Esses dados podem, no entanto, ser usados para identificar aglomerações. O pesquisador lembra que, antes da tecnologia, o que fez que os modelos da Coreia do Sul e de Cingapura tivessem êxito foram os testes aplicados em escala massiva pelo governo.

O emprego das tecnologias de vigilância se espalhou pelo mundo. Na Índia, o governo carimba as mãos dos infectados com o tempo obrigatório da quarentena. Governos locais usam dados de telefonia e de localização por GSP de smartphones. As autoridades publicam relatórios detalhados com informações dos infectados.

Na Rússia, câmeras de reconhecimento facial vigiam quem está na quarentena obrigatória. O governo também ordenou o desenvolvimento de um sistema para rastrear pessoas que tiverem entrado em contato com contaminados, usando geolocalização de celular.

O governo de Israel adotou técnica similar para vigilância de telefones. A medida permitirá ao serviço de Inteligência infiltrar os celulares de pessoas infectadas e rastrear seus passos, mesmo antes do diagnóstico. Políticas de vigilância como essa já eram usadas no combate ao terrorismo. A ideia é alertar quem estiver a até dois metros de uma pessoa infectada por ao menos 10 minutos. O governo também lançará um aplicativo para que a população tenha acesso aos dados.

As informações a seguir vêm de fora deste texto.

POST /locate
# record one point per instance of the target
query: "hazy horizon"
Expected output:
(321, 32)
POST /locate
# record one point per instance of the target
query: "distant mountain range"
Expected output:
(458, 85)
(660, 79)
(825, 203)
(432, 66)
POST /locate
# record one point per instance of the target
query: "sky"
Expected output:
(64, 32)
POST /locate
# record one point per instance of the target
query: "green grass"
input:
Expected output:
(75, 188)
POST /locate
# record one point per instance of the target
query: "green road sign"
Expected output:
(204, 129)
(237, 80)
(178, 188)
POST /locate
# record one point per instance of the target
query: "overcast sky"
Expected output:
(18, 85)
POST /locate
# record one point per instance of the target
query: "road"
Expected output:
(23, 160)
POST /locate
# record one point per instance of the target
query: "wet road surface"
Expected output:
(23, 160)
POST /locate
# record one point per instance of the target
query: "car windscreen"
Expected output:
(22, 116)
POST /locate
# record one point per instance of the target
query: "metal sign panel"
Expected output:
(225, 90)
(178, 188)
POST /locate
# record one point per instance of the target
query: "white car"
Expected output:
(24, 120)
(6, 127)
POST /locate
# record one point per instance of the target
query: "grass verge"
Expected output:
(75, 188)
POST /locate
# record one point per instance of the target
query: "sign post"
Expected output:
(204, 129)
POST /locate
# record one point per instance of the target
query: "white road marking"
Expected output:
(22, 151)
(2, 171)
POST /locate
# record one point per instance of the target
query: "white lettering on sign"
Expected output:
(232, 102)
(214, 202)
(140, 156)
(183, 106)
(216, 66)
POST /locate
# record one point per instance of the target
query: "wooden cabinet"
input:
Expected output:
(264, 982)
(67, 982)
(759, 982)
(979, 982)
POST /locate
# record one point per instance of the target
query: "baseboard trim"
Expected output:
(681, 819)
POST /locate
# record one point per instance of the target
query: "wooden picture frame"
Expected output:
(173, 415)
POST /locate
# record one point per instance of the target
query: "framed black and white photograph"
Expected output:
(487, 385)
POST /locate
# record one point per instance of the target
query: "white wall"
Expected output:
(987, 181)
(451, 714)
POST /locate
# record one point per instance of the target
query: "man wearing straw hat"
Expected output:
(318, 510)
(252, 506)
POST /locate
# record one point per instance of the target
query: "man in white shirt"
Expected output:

O governo alemão também propôs utilizar o rastreamento digital para isolar pessoas com coronavírus. A proposta seria para seguir o método utilizado na Coreia do Sul, usando dados de localização dos telefone para identificar quem entrou em contato com infectados.

Países com menos acesso a tecnologia de ponta usam técnicas alternativas. O governo da Polônia pede para que os cidadãos enviem selfies para verificar se estão cumprindo a quarentena.

Os atentados do 11 de setembro de 2001 são apenas um dos exemplos citados por pesquisadores para argumentar que, muitas vezes, medidas tomadas em momentos excepcionais acabam se tornando permanentes.

“Depois dos ataques do 11 de Setembro, o governo americano, assim como outros ao redor do mundo, empregaram aparatos de vigilância muito extensos. E o Brasil foi uma das partes atingidas pela vigilância da NSA (Agência de Segurança Nacional). Essas ferramentas não diminuíram depois. Não há nenhuma razão para ter expectativa de que elas irão embora”.

Muitas das tecnologias de vigilância já vinham sendo usadas e comercializadas em larga escala, principalmente a partir da China e da Rússia, para mais de cem países. Esse é o tema do estudo do pesquisador em cibersegurança da Universidade de Oxford, Valentin Weber.

“Os dados já estavam lá, nas empresas privadas. A diferença é que agora eles estão sendo compartilhados com o governo. Muitas vezes sem ordem judicial”, diz Weber. “Existe o perigo de que essas novas medidas na Europa, que não estavam em vigor antes, sejam normalizadas. E que, depois que a crise termine, elas continuem a ser usadas”.

O pesquisador acredita que usar a tecnologia para mitigar os efeitos do vírus não é “necessariamente ruim”. Em países como Áustria, Alemanha, Itália e Reino Unido, as discussões sobre a utilização desses instrumentos têm sido feitas tentando preservar a identidade dos usuários, ainda que “anonimizar os dados seja difícil”.

China e Rússia têm usado o momento para justificar seus sistemas e legitimar ações de forte vigilância que já vinham adotando, diz o pesquisador. Mas ele acredita que, em democracias, onde há transparência e separação de poderes, excessos do poder Executivo podem ser freados.

Edward Snowden, o ex-analista da NSA que denunciou o sistema de vigilância global do governo americano, é mais cético. Ele argumentou, em uma entrevista recente a um jornalista dinamarquês, que as consequências das decisões que serão tomadas agora são permanentes.

“Quando vemos medidas emergenciais sendo tomadas, ainda mais hoje em dia, vemos que elas tendem a se manter. A emergência se expande. E aí as autoridades ficam confortáveis com o novo poder. E começam a gostar dele”.